Apple's MLX Framework Now Supports NVIDIA GPUs with CUDA Backend

AinvestTuesday, Jul 15, 2025 8:37 pm ET
1min read

Apple's machine learning framework, MLX, is gaining support for NVIDIA GPUs through a CUDA backend. This integration will allow developers to run MLX models directly on NVIDIA GPUs, opening up new possibilities for testing, experimentation, and research use cases. The work is still in progress, but core operations such as matrix multiplication and softmax are already supported.

Apple's machine learning framework, MLX, is gaining support for NVIDIA GPUs through a CUDA backend, enabling developers to run MLX models directly on NVIDIA GPUs. This integration opens up new possibilities for testing, experimentation, and research use cases. While the work is still in progress, core operations such as matrix multiplication and softmax are already supported.

In a separate development, NVIDIA has introduced the B30 AI GPU, optimized for small to medium AI models and cloud services. The B30 delivers approximately 75% of the performance of the H20 AI GPU, making it a cost-effective solution for Chinese tech firms. Demand for the B30 is significant, with Chinese tech companies placing orders for hundreds of thousands of units, totaling over $1 billion in late-June, with deliveries expected in August [1].

The B30 is designed to address two major pain points for China. It is the preferred solution for inference in small and medium-sized models, aligning with the arrival of the inference era. Additionally, it acts as a low-cost computing power pool for cloud services. A computing power pool constructed with 100 B30 AI GPUs can support lightweight training of billion-parameter models while reducing procurement costs by 40% and unit power consumption by close to 30% compared to the H20 [1].

The B30's deep compatibility with the CUDA-X ecosystem allows enterprises to seamlessly migrate frameworks like PyTorch, saving technical reconstruction costs. This integration is crucial for maintaining the 'stickiness' of the CUDA ecosystem in mainstream model deployment efficiency [1].

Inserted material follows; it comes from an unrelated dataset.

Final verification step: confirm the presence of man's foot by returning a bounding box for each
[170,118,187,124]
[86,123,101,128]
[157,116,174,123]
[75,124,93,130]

While domestic-made AI chips from the likes of Huawei might slightly pass the B30 in single-card FP16 computing power, the B30 maintains an advantage in mainstream model deployment efficiency due to its CUDA compatibility [1].

References:
[1] https://www.tweaktown.com/news/106374/nvidias-new-b30-ai-gpu-for-china-expected-to-have-significant-demand-75-as-fast-the-h20/index.html

Apple's MLX Framework Now Supports NVIDIA GPUs with CUDA Backend

Comments



Add a public comment...
No comments

No comments yet

Disclaimer: The news articles available on this platform are generated in whole or in part by artificial intelligence and may not have been reviewed or fact checked by human editors. While we make reasonable efforts to ensure the quality and accuracy of the content, we make no representations or warranties, express or implied, as to the truthfulness, reliability, completeness, or timeliness of any information provided. It is your sole responsibility to independently verify any facts, statements, or claims prior to acting upon them. Ainvest Fintech Inc expressly disclaims all liability for any loss, damage, or harm arising from the use of or reliance on AI-generated content, including but not limited to direct, indirect, incidental, or consequential damages.